How Can You Find the Number of Conjugation Permutations in a Group?

[physicsjock]

Hey,

I just have a small question regarding the conjugation of permutation groups.

Two permutations are conjugates iff they have the same cycle structure.

However the conjugation permutation, which i'll call s can be any cycle structure. (s-1 a s = b) where a, b and conjugate permutations by s

My question is, how can you find out how many conjugation permutations (s) are within a group which also conjugate a and b.

So for example (1 4 2)(3 5) conjugates to (1 2 4)(3 5) under s = (2 4), how could you find the number of alternate s's in the group of permutations with 5 objects?

Would it be like

(1 4 2) (3 5) is the same as (2 1 4) (35) which gives a different conjugation permutation,
another is

(4 1 2)(3 5), then these two with (5 3) instead of ( 3 5),

so that gives 6 different arrangements, and similarly (1 2 4) (35) has 6 different arrangements,

and each arrangement would produce a different conjugation permutation (s)

so altogether there would be 6x6=36 permutations have the property that
s-1 a s = b ?

Would each of the arrangements produce a unique conjugation permutation (s) ?
I went through about 6 and I got no overlapping conjugation permutations but I find it a little hard to a imagine there would be unique conjugation permutations for each of the 36 arrangements.

Thanks in advance

 

[morphism]

I'm really confused by your question. Every single s will produce a conjugate of a, namely $sas^{-1}$. Of course, different s and t might give the same conjugate $sas^{-1}=tat^{-1}$.
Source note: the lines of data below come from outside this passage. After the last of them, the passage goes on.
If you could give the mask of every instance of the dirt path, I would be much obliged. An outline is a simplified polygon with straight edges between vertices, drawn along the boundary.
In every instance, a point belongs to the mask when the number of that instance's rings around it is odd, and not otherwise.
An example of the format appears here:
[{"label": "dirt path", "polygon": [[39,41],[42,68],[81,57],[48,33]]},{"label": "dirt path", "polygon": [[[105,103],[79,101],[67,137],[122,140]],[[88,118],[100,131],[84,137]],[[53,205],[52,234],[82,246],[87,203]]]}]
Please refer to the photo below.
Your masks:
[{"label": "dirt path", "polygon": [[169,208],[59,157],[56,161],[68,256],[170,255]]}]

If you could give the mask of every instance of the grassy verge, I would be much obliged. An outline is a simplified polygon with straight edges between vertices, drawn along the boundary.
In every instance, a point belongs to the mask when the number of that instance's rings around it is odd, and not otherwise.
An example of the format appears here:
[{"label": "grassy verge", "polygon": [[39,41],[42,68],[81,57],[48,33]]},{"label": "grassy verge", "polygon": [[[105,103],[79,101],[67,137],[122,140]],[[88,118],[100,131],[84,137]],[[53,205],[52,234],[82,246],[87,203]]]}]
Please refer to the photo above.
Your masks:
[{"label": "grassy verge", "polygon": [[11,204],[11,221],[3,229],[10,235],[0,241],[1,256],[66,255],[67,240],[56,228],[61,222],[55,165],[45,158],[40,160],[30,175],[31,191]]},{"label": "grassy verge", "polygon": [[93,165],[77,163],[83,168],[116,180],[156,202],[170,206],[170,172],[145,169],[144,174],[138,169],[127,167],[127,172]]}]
But surely that's not what you're asking about... Did you intend to say that you have a fixed a and b in S_5, and you want to count the number of elements s such that $sas^{-1}=b$?

 

[physicsjock]

Yea that's right I want to count the number of s for fixed a and b,

Sorry for not explaining it well,

Is the way I wrote correct for a = (1 4 2)(3 5) and b = (1 2 4)(3 5)?

The first s would be (2 4),

Then rewritting a as (2 1 4)(3 5) the next would be (1 2)

Then rewritting as (4 2 1) (3 5) to get another (1 4)

Then (1 4 2)(5 3) gives (3 5)

and so on

I checked and each of these, (2 4), (1 2), (1 4) and (3 5) correctly conjugate (1 4 2)(35) to b

so would that suggest there are 6 different possible s for a and b?

Since there are 3 arrangements of (1 4 2) and 2 arrangements of (3 5) which give the same permutation.

Thanks for answering =]

 

[morphism]

Yes, that's correct.

You can get a formula for general a and b (of the same cycle type) in S_n as follows. Begin by noting that $$ |\{s\in S_n \mid sas^{-1}=b\}| = |\{s\in S_n \mid sas^{-1}=a\}|. $$ But the RHS is simply the order $|C_{S_n}(a)|$ of the centralizer of a in S_n, and this is the number you want. Now recall that the order of the centralizer of a is equal to the order of S_n divided by the size of the conjugacy class of a (this follows, for example, from the orbit-stabilizer formula), and there is a general formula for the latter - see e.g. here.

Let's work this out for a=(142)(35) in S_5. The size of the conjugacy class of a is (5*4*3)/3=20, so the order of the centralizer of a is 5!/20=6, confirming your answer.